En 1980, dans son livre sur l’épuration au grand-duché de Luxembourg, Paul Cerf consacre à peine une page aux artistes qui auraient collaboré durant les années d’occupation. Il y décrit deux cas, celui de l’acteur René Deltgen, et celui de l’artiste plasticien Théo Kerg, essentiellement pour les incriminer. Depuis le sujet de la situation des artistes plasticiens n’a été traité, publiquement, qu’une seule fois, en périphérie de l’exposition Le grand pillage en 2005 au Musée d’histoire de la Ville de Luxembourg. Cette exposition avait remis à l’ordre du jour cet aspect négligé de l’histoire de l’art au Luxembourg, mais bien que l’exposition ait contribué à poser des questions, celles-ci sont, pour la majorité, restées sans réponse.
C’est en 2010 que Catherine Lorent a conclu sa thèse traitant de la politique artistique et culturelle des nazis au grand-duché entre 1934 et 1944, qui vient d’être publiée, en langue allemande, par l’éditeur Kliomedia à Trêves. Avec son travail universitaire, Catherine Lorent entend mettre un accent sur ce qu’elle appelle un tabou au sujet de l’histoire de l’art des années d’occupation du Luxembourg. Mais cette approche analytique, est précédée de toute une partie dédiée aux années trente, plus précisément à la scène artistique nationale à l’aube de la deuxième guerre mondiale. L’auteure y entreprend non seulement un résumé de la création pendant ces années de doute et d’incertitude, mais également des études plus approfondies sur, par exemple, les interventions artistiques pour le pavillon luxembourgeois à l’exposition universelle à New York en 1939.
Avec une douzaine de digressions qui traitent aussi bien de la destruction de la Gëlle Fra que de la notion de kitsch sous l’occupation, Catherine Lorent recrée le contexte d’une création artistique sous influence. Mais la propagande culturelle de l’époque n’est pas seulement allemande, et l’exemple de l’exposition La peinture contemporaine française – De Manet à nos jours, organisée en avril 1937 au Cercle municipal de Luxembourg est un exemple intéressant, qui sera observé par le Sicherheitsdienst nazi, qui qualifiera cet accrochage de plus de cent peintures comme un événement majeur de la propagande française.
L’essentiel de l’ouvrage de Catherine Lorent traite évidemment de la politique culturelle nazie pendant les années d’occupation du Luxembourg et l’auteure en relève les nombreux aspects, dont cet article ne pourrait faire le résumé. Mais en prenant l’exemple des deux Künstlerfahrten organisées en 1941 et 1942 par l’occupant en direction des villes allemandes et de l’Autriche annexée, elle met en évidence cette collaboration douce qui consistait à participer aux activités et aux expositions de l’ennemi.

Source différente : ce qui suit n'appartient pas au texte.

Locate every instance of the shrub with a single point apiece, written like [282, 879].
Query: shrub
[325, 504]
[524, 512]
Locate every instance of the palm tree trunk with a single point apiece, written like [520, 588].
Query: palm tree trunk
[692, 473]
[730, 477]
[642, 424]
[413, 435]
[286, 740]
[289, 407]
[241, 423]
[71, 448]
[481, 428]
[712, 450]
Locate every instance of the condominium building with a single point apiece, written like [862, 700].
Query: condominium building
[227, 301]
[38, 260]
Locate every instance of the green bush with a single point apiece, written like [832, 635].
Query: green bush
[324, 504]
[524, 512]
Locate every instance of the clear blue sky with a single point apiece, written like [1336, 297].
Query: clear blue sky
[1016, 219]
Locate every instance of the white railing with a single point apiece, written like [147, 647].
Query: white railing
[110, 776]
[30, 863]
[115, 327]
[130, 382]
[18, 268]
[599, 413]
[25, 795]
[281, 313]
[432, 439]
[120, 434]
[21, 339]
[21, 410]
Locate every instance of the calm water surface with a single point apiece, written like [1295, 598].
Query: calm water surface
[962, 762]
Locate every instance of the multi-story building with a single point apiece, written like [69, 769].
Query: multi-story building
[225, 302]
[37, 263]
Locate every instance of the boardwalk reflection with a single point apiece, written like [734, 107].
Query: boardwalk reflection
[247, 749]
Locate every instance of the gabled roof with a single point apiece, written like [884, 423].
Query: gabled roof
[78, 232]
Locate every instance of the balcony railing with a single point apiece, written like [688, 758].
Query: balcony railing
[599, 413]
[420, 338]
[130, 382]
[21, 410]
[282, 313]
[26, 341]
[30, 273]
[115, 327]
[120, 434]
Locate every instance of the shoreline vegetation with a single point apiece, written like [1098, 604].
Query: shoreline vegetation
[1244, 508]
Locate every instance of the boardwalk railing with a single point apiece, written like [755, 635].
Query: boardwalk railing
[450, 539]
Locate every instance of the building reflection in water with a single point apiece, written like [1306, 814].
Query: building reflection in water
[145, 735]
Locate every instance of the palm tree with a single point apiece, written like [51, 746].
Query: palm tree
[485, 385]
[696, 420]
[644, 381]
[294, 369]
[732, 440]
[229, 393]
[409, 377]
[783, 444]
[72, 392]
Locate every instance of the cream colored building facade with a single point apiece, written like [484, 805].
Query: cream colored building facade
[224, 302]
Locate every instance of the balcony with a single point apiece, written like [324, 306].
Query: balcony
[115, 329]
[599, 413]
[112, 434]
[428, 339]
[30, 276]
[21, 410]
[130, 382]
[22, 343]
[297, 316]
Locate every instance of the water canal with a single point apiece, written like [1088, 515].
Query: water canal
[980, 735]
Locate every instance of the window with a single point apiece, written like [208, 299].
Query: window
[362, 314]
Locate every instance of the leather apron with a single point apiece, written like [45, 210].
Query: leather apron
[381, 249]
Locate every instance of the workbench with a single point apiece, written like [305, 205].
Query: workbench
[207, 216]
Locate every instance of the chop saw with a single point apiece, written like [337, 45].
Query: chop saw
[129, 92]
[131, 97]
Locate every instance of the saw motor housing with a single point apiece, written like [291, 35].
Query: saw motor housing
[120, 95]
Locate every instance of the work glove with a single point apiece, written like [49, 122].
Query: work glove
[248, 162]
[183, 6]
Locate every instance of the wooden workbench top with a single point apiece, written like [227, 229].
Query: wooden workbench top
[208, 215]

L’ouvrage se conclut par une série de biographies courtes, qui recensent les participations, la collaboration mais aussi les refus et les résistances des artistes luxembourgeois. Cette annexe pose à nouveau la question de l’absence d’une véritable histoire de l’art luxembourgeoise.
Comme l’exposition …Et wor alles net esou einfach, organisée en 2005 au MHVL, ce travail universitaire remet à l’ordre du jour la nécessité d’un travail d’analyse de cette époque, où la culture et ses acteurs au Luxembourg ont été manipulés et instrumentalisés par l’occupant, mais en même temps ont connu un essor inédit jusque-là.